Share this:

Scrape Tweets with Tweepy

Scrape Tweets using Tweepy

Hello and welcome back everyone, in this blog we are going to explore how we can do Scrape Tweets using Twitter's API and Tweepy. The API calls are handled by Tweepy and we only need to give it Keys.

Getting API Keys

First we need to have a Twitter Developer Account and only with it, we can get keys to scrape tweets.

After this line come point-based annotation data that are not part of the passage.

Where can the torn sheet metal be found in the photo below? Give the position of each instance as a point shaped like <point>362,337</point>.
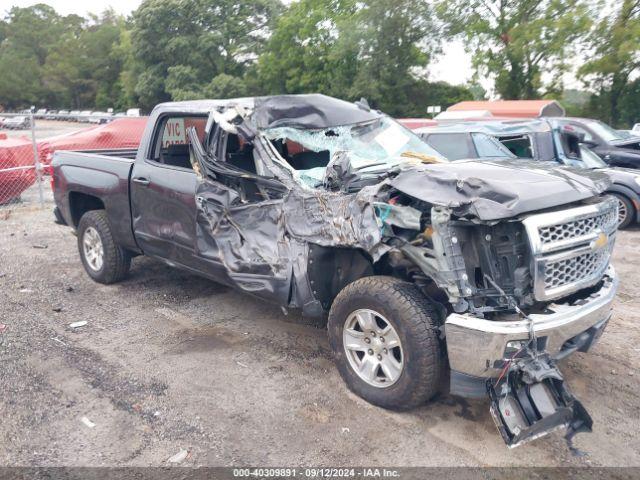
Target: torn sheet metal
<point>499,189</point>
<point>263,248</point>
<point>313,111</point>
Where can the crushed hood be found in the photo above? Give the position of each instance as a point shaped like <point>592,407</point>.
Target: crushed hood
<point>499,189</point>
<point>627,142</point>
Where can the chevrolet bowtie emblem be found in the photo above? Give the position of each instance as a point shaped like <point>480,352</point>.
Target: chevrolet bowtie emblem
<point>600,242</point>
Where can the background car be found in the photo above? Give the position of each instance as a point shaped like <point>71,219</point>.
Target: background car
<point>17,123</point>
<point>616,148</point>
<point>534,139</point>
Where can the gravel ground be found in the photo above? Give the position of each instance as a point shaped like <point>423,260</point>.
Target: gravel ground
<point>169,361</point>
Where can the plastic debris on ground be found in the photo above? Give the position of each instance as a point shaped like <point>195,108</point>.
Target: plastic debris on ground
<point>87,422</point>
<point>179,457</point>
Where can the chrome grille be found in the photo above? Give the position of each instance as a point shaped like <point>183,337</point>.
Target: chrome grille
<point>571,270</point>
<point>579,228</point>
<point>571,248</point>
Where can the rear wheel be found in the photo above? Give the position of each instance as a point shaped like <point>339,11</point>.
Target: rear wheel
<point>626,211</point>
<point>104,260</point>
<point>384,337</point>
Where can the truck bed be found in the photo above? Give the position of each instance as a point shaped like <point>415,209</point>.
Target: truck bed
<point>102,178</point>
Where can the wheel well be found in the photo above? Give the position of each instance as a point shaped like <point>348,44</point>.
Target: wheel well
<point>81,203</point>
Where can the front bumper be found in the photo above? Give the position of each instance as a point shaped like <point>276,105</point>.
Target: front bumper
<point>477,347</point>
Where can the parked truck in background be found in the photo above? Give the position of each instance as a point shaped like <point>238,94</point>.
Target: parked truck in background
<point>491,268</point>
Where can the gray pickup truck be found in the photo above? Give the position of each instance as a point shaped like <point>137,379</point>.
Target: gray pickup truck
<point>488,271</point>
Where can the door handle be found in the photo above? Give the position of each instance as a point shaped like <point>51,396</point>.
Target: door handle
<point>141,181</point>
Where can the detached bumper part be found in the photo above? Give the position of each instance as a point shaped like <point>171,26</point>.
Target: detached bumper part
<point>478,347</point>
<point>526,408</point>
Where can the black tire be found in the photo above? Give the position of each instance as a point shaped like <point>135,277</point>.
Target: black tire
<point>414,319</point>
<point>116,260</point>
<point>630,210</point>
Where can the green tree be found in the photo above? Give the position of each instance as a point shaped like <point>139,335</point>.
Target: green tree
<point>519,43</point>
<point>615,59</point>
<point>397,40</point>
<point>351,49</point>
<point>180,46</point>
<point>28,36</point>
<point>83,68</point>
<point>309,52</point>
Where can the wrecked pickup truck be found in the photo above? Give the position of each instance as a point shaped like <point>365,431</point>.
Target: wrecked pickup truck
<point>331,207</point>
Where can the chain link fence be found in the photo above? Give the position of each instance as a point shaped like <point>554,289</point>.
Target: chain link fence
<point>22,178</point>
<point>28,141</point>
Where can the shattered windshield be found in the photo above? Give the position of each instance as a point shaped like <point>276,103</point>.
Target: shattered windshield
<point>373,146</point>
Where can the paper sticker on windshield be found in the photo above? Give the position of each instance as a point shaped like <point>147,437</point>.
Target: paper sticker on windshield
<point>174,133</point>
<point>392,139</point>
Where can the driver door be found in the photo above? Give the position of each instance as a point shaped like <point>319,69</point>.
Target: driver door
<point>239,229</point>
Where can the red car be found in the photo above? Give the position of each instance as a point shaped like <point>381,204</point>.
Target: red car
<point>119,134</point>
<point>17,169</point>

  • Visit developer.twitter.com. Please read carefully how much request is possible to which type of accounts.
  • Go to sign in and fill in the credentials.
  • Then create an app.

alt

  • Generate and save API Keys.

alt

Installing Tweepy

!pip install git+https://github.com/tweepy/tweepy.git
Collecting git+https://github.com/tweepy/tweepy.git
  Cloning https://github.com/tweepy/tweepy.git to c:\users\dell\appdata\local\temp\pip-req-build-div0g8k4
Requirement already satisfied: oauthlib<4>=3.2.0 in c:\users\dell\appdata\roaming\python\python38\site-packages (from tweepy==4.10.0) (3.2.0)
Requirement already satisfied: requests<3>=2.27.0 in c:\users\dell\appdata\roaming\python\python38\site-packages (from tweepy==4.10.0) (2.27.1)
Requirement already satisfied: requests-oauthlib<2>=1.2.0 in c:\programdata\anaconda3\lib\site-packages (from tweepy==4.10.0) (1.3.0)
Requirement already satisfied: charset-normalizer~=2.0.0 in c:\users\dell\appdata\roaming\python\python38\site-packages (from requests<3>=2.27.0->tweepy==4.10.0) (2.0.7)
Requirement already satisfied: urllib3<1>=1.21.1 in c:\programdata\anaconda3\lib\site-packages (from requests<3>=2.27.0->tweepy==4.10.0) (1.26.4)
Requirement already satisfied: idna<4>=2.5 in c:\programdata\anaconda3\lib\site-packages (from requests<3>=2.27.0->tweepy==4.10.0) (2.10)
Requirement already satisfied: certifi>=2017.4.17 in c:\programdata\anaconda3\lib\site-packages (from requests<3>=2.27.0->tweepy==4.10.0) (2020.12.5)
Building wheels for collected packages: tweepy
  Building wheel for tweepy (setup.py): started
  Building wheel for tweepy (setup.py): finished with status 'done'
  Created wheel for tweepy: filename=tweepy-4.10.0-py3-none-any.whl size=95239 sha256=21aef993404498afa5f673cece5e8ee6a9c82b6b89c7b063c963858021692b03
  Stored in directory: C:\Users\Dell\AppData\Local\Temp\pip-ephem-wheel-cache-yi90v1ry\wheels\ad\05\51\a78f66d15b87f9c623d2f3afc4401660ac4219e526c787fb8b
Successfully built tweepy
Installing collected packages: tweepy
  Attempting uninstall: tweepy
    Found existing installation: tweepy 4.8.0
    Uninstalling tweepy-4.8.0:
      Successfully uninstalled tweepy-4.8.0
Successfully installed tweepy-4.10.0

  Running command git clone -q https://github.com/tweepy/tweepy.git 'C:\Users\Dell\AppData\Local\Temp\pip-req-build-div0g8k4'

Preparing Keys

api_key="api_key here"
secret="secret key here"
bearer="bearer here"
access_token="access_token here"
access_token_secret="access_token_secret here"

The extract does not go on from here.